I’ve always said that pregnancy is a wondrous journey. It’s rattled with joy, fear, wonder and excitement. Below are some breathing and movement exercises to help you manage through each passing wave. Check out some simple flows that you can do in your living room to help ground you!

Chair Pose with Heel Lifts
 
  • Start in mountain pose.
  • Stack your ears over your shoulders, shoulders over your hips, hips over your heels.
  • Root all four corners of your feet into the mat.
  • Place your hands on your hips.
  • On your next inhale, draw your sit bones back, attempting to keep your knees stacked over your heels, settling into chair pose.

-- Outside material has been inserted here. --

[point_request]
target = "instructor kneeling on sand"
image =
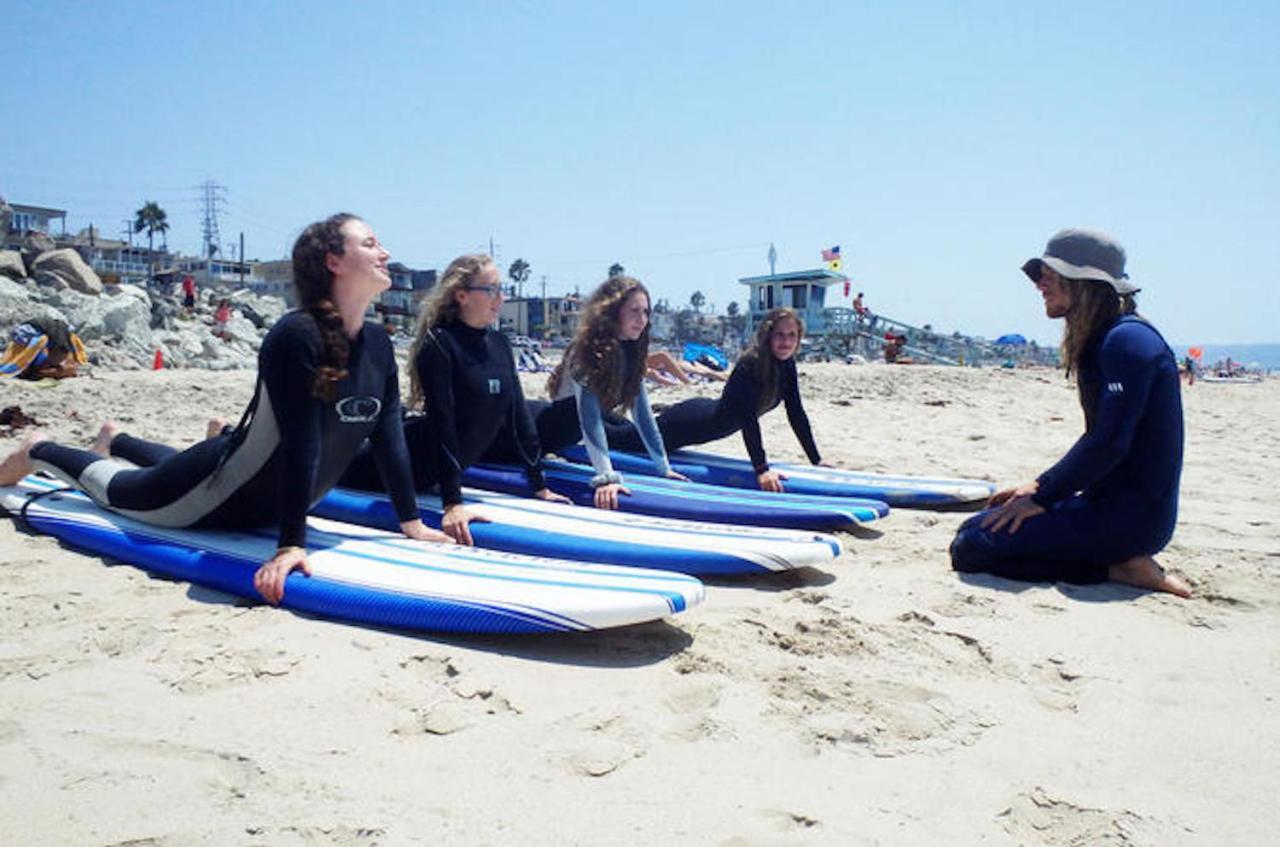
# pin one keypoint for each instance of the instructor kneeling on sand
(1110, 504)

  • Lift your heels, while keeping your heart lifted and your shoulders settled down and away from your earls.
  • Continue this for 5 cycles.

 
Warrior 1 Flow with Arm Circles
 
  • Start in warrior 1 with your arms overhead.
  • Bring your hands together into prayer.
  • On your exhale, slowly ripple forward. Dive down only as low as you feel comfortable.
  • Circle your arms as wide as possible as you slowly start to raise up back into warrior 1.
  • Continue this for 5 cycles, flowing with your breath.
*repeat for opposite side
 
 
 
 
 
 
 
 
 
 
.
 
Wide Knee Child’s Pose Flow
 
  • Start in kneeling with your knees wide and your big toes touching.
  • Raise your arms up overhead, palms to touch in prayer. Gaze up.
  • On your exhale, slowly bring your hands onto the mat, allowing your head to settle in between your arms into wide knee child’s pose.
  • Inhale up through rag doll, stacking vertebrae upon vertebrae until your head is the last to arrive at the top.
  • Continue this for 5 cycles, flowing with your breath.